Combating Sediment Pollution in Our Waterways
by Jessica Pinto, Erosion Control Specialist
During spring in NJ rain is abundant! This life-giving rain provides needed water to the many awakening plants in our gardens, on our farms and to our natural lands. However, when precipitation falls over the bare soils of an active construction site this may result in sediment tracking, unless the proper controls are in place. As construction vehicles move on and off the job site, soil sticks to the massive truck tires and is easily tracked out onto roadways. Once on the impervious asphalt surface, the soil is easily washed into the local storm sewer infrastructure and in some cases into our surface waters. To combat this threat of nonpoint source pollution to our waterways and minimize the havoc it can wreak on our infrastructure, the District technical staff enforce the Standard for Stabilized Construction Access of the New Jersey Soil Erosion and Sediment Control Standards.
As per the Standard, the purpose of a stabilized construction access is to reduce the tracking or flowing of sediment onto paved roadways. In addition, oils, greases, and diesel fuels can become mixed with sediment during construction and may also migrate into the offsite drainage system where they may enter directly into a waterway. By preventing or minimizing the tracking of sediments onto paved areas, a significant reduction in construction related hydrocarbon pollution is achieved.
Stone used as a stabilized construction access transition shall be clean, crushed, and angular. The stone size shall be a minimum of 1 to 2 ½ inches and laid 6 inches thick. The stone must be no less than the full width of the entrance to the site and shall be a minimum of 50 feet long. For sites with fine grained soils and/or steeper slopes the stone entrance shall be a minimum of 100 feet long. Equally important to proper installation based on the design criteria is maintenance of the stone. The entrance shall be maintained in a condition which will prevent tracking or flowing of sediment onto roadways. This may require periodic top dressing with additional stone or additional length to the entrance as conditions demand.

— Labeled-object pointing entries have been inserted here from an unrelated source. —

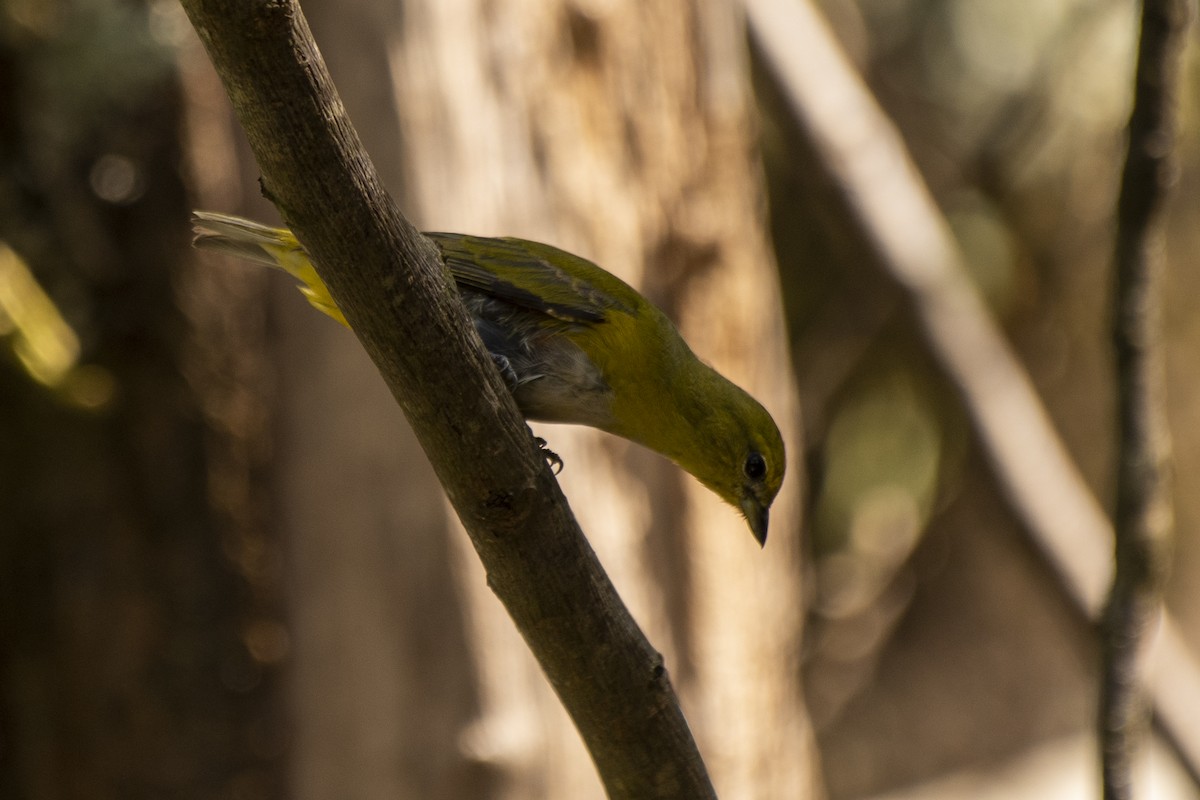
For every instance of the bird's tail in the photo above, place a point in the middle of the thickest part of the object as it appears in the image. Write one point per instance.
(261, 244)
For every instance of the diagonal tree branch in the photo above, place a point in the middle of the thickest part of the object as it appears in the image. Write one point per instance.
(397, 296)
(1144, 516)
(885, 198)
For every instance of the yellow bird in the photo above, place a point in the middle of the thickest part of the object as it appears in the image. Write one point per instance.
(576, 344)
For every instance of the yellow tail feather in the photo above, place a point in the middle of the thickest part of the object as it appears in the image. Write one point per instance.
(263, 245)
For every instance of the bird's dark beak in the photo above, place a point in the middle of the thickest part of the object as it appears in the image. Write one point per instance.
(756, 516)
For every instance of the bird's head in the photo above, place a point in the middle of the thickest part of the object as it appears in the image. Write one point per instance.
(741, 456)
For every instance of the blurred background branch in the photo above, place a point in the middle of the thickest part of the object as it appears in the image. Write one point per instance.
(316, 170)
(1144, 517)
(886, 202)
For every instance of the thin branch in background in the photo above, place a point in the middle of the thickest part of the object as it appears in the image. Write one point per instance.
(888, 203)
(1144, 510)
(389, 281)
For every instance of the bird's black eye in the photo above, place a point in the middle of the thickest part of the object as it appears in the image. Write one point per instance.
(755, 467)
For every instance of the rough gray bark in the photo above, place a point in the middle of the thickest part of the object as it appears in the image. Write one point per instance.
(624, 131)
(395, 293)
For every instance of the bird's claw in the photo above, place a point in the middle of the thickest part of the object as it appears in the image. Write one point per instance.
(552, 458)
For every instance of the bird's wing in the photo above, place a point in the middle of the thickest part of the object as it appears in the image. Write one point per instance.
(521, 272)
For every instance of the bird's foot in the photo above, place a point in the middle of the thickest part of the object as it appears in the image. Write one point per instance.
(552, 458)
(510, 376)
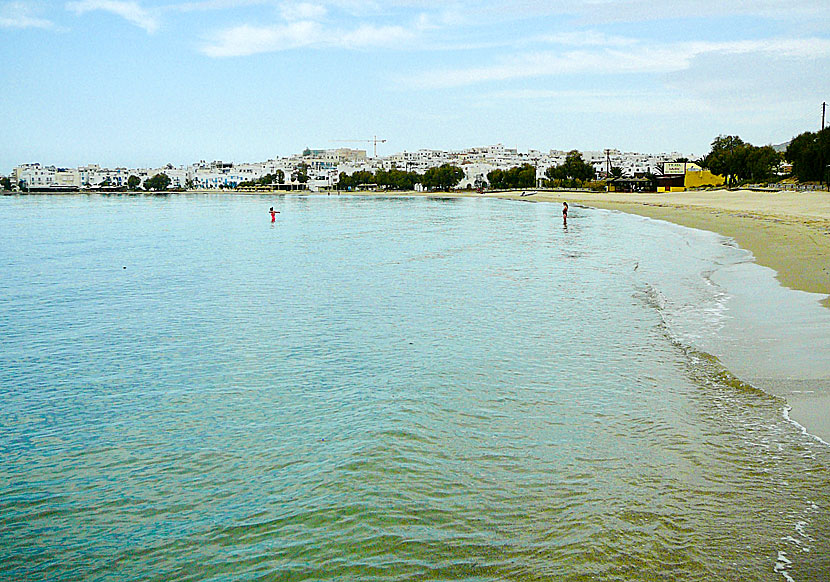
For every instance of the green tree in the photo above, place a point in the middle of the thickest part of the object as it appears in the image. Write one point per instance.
(158, 182)
(761, 163)
(496, 179)
(573, 171)
(300, 174)
(809, 153)
(443, 177)
(727, 158)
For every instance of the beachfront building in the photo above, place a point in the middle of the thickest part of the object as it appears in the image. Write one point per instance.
(679, 176)
(323, 168)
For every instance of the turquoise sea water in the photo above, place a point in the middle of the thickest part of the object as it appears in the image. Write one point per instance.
(386, 389)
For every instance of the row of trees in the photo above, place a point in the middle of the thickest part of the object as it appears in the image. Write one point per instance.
(440, 178)
(573, 172)
(809, 153)
(738, 161)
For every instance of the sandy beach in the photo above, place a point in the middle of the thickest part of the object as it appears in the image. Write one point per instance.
(788, 232)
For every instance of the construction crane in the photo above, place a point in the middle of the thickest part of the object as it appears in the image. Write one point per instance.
(375, 141)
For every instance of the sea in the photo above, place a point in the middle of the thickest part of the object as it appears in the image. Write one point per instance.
(397, 388)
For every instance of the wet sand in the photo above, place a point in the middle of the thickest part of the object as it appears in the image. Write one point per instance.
(788, 232)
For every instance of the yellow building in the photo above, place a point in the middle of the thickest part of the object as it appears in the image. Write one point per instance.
(678, 176)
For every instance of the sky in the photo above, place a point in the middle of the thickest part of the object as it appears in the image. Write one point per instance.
(142, 83)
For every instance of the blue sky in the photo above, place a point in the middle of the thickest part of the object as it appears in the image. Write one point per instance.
(147, 82)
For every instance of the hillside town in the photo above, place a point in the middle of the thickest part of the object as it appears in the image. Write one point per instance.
(318, 170)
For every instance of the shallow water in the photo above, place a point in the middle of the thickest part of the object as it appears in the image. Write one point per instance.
(386, 389)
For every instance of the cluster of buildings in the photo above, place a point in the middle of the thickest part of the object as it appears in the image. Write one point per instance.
(320, 169)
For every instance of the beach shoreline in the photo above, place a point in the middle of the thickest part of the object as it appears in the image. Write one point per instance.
(788, 232)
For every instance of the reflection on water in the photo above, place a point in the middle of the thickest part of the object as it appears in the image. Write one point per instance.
(382, 389)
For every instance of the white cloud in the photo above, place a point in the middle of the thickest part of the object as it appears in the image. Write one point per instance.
(18, 15)
(368, 36)
(249, 40)
(636, 57)
(303, 11)
(127, 9)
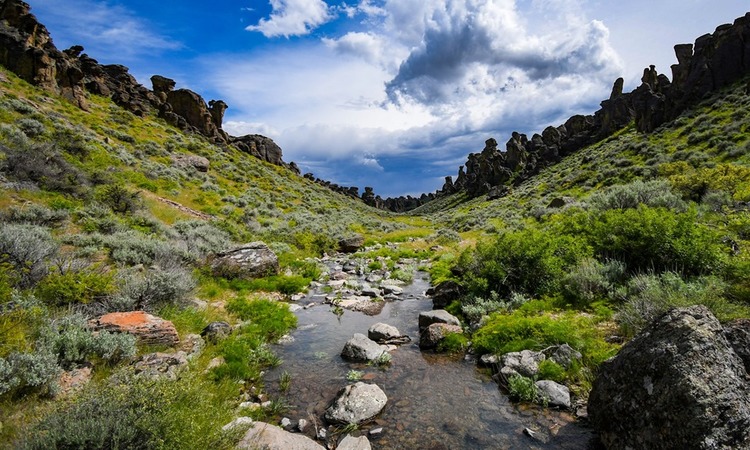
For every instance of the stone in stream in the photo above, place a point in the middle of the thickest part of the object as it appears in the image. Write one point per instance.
(436, 332)
(361, 348)
(427, 318)
(553, 394)
(270, 437)
(352, 443)
(386, 334)
(356, 403)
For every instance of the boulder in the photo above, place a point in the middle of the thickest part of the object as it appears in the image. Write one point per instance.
(270, 437)
(444, 293)
(148, 329)
(386, 334)
(525, 363)
(352, 243)
(677, 384)
(356, 403)
(737, 333)
(436, 332)
(553, 394)
(216, 331)
(351, 443)
(158, 365)
(361, 348)
(253, 260)
(427, 318)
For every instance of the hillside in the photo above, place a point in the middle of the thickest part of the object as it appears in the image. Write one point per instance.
(107, 208)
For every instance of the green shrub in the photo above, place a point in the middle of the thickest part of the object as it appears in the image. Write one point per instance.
(268, 319)
(76, 287)
(27, 248)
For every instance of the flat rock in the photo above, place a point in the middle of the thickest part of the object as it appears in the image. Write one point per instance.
(356, 403)
(427, 318)
(432, 335)
(351, 443)
(148, 329)
(270, 437)
(554, 394)
(253, 260)
(361, 348)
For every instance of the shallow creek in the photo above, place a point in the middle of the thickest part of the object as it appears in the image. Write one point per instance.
(434, 401)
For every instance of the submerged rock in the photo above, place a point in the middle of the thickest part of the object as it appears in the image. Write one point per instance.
(678, 384)
(270, 437)
(356, 403)
(361, 348)
(427, 318)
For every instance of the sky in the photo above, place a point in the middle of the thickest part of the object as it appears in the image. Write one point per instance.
(392, 94)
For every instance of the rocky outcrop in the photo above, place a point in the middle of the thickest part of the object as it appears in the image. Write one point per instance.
(148, 329)
(253, 260)
(356, 403)
(678, 384)
(270, 437)
(715, 61)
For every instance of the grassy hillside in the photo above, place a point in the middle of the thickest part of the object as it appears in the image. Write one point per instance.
(101, 210)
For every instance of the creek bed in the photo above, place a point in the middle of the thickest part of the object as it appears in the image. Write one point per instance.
(434, 401)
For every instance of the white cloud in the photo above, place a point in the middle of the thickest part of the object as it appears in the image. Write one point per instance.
(293, 18)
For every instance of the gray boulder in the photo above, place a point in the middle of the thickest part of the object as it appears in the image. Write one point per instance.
(352, 443)
(361, 348)
(270, 437)
(386, 334)
(553, 394)
(253, 260)
(356, 403)
(431, 336)
(678, 384)
(525, 363)
(427, 318)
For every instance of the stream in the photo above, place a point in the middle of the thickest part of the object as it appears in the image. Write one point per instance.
(435, 401)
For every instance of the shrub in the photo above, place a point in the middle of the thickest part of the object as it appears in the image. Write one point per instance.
(72, 287)
(27, 248)
(120, 199)
(34, 214)
(269, 320)
(155, 288)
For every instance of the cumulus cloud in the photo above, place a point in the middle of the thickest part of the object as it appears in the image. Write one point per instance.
(293, 18)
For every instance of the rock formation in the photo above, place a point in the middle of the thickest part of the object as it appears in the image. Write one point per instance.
(678, 384)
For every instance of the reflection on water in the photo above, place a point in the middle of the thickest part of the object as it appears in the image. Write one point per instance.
(434, 401)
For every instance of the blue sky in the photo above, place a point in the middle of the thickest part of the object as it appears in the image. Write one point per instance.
(388, 93)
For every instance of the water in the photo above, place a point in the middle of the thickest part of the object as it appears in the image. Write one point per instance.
(434, 401)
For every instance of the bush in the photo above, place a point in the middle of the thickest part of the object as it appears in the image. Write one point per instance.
(154, 289)
(76, 287)
(27, 248)
(120, 199)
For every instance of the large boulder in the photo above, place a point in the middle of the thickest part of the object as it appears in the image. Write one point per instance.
(427, 318)
(270, 437)
(431, 336)
(356, 403)
(253, 260)
(444, 293)
(678, 384)
(361, 348)
(148, 329)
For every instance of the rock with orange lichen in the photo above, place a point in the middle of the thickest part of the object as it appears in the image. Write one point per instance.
(148, 329)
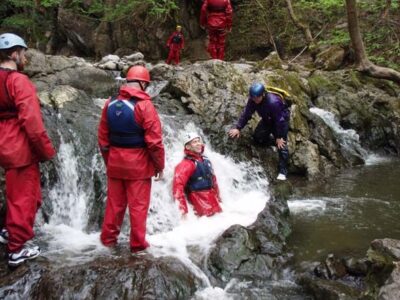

All sediment spilled, dropped, washed, or tracked onto roadways (public or private) or onto other impervious surfaces must be removed immediately. Where accumulation of dust/sediment is inadequately cleaned or removed by conventional methods, a power broom or street sweeper will be required to clean paved or impervious surfaces. Staff at the Ocean County Soil Conservation District require construction sites with certified plans to install and maintain stabilized construction access while the site is under construction, minimizing the amount of soil leaving the site through tracking and flowing. This effort helps to maintain our environment, natural resources and infrastructure.